One could do a long analysis of the world of political and social discourse in which this great conflation takes place. And one might usefully compare it to the way that early 20th century anti-semitism was carefully fostered in Europe. (Jews were simultaneously communists, capitalists, homosexuals, lascivious heterosexuals, and self-righteous puritans.) But this analysis won’t solve the problem.

Nor, as I have discovered, will careful articulation of actual differences backed by endless attention to facts.

Because the problem is fear. Fear doesn’t respond to facts, nor to reason. Nor (short years of psychotherapy) does it disappear when its origins are revealed.

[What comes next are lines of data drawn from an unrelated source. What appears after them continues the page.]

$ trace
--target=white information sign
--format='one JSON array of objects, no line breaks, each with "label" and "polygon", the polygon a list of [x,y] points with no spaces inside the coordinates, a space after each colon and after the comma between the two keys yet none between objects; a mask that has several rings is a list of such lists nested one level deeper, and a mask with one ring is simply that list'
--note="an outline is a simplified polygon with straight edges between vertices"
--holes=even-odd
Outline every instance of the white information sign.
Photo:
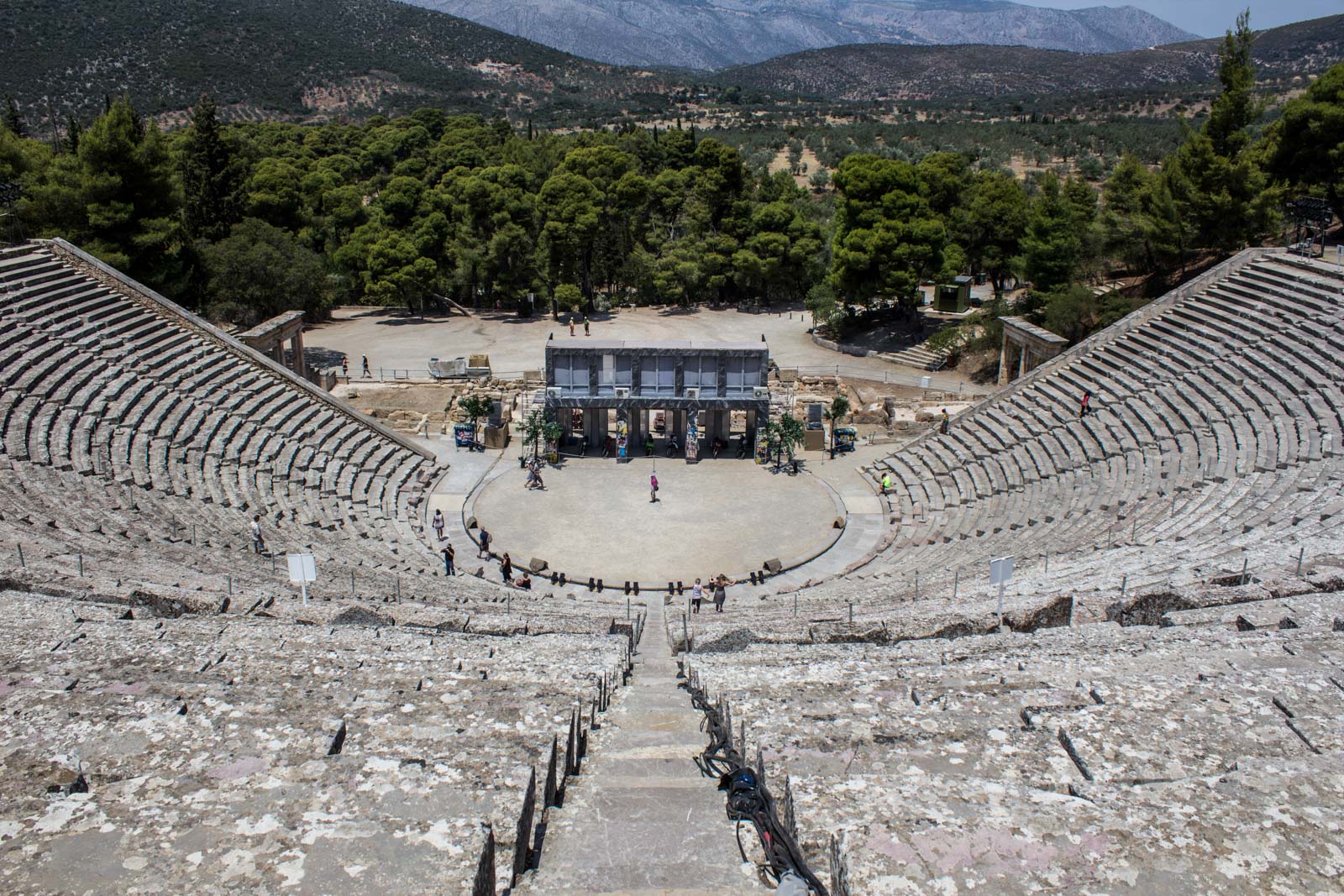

Fear is nurtured in solitude, but dissipated in relationships. My correspondent spends too much time alone with the voices from the television conversing with the voices in her head. Email simply moves the conversation to a different screen. And those conversations, and very few others, simply join when her friends meet for lunch or coffee. Her society is simply the externalization and confirmation of her inner discourse.

She isn’t the only one. And she isn’t the only one desperately seeking someone or something who will break in and break open the conversation. Why else would she keep writing me, when she knows what I will say?

I am tempted to believe that an encounter with Christ, who casts away fears, might help. But alas the Jesus whom she meets in church confirms her fears rather than exorcising them. So the only cure left for the amorphous fear of the “other” is a human encounter that strips away the great conflation of fears and replaces it with a human face.

Those of us engaged in inter-religious dialogue often have high hopes for pluralistic societies and cooperation in resolving the great social problems of our age. Yet for now, and for perhaps the greatest number of Americans, we need an equally challenging but much less grandiose goal: ending the fear that gnaws away at our souls. And that will take as many face to face meetings between the fearful and the feared as our churches, mosques, synagogues, civil authorities, and civic organizations can organize.

Of course, from a Christian perspective this is the way you meet Jesus and let him cast out your fears, but to each his or her own theology. We need to meet our neighbors. Perhaps we won’t fear them. Perhaps we can even learn to love them.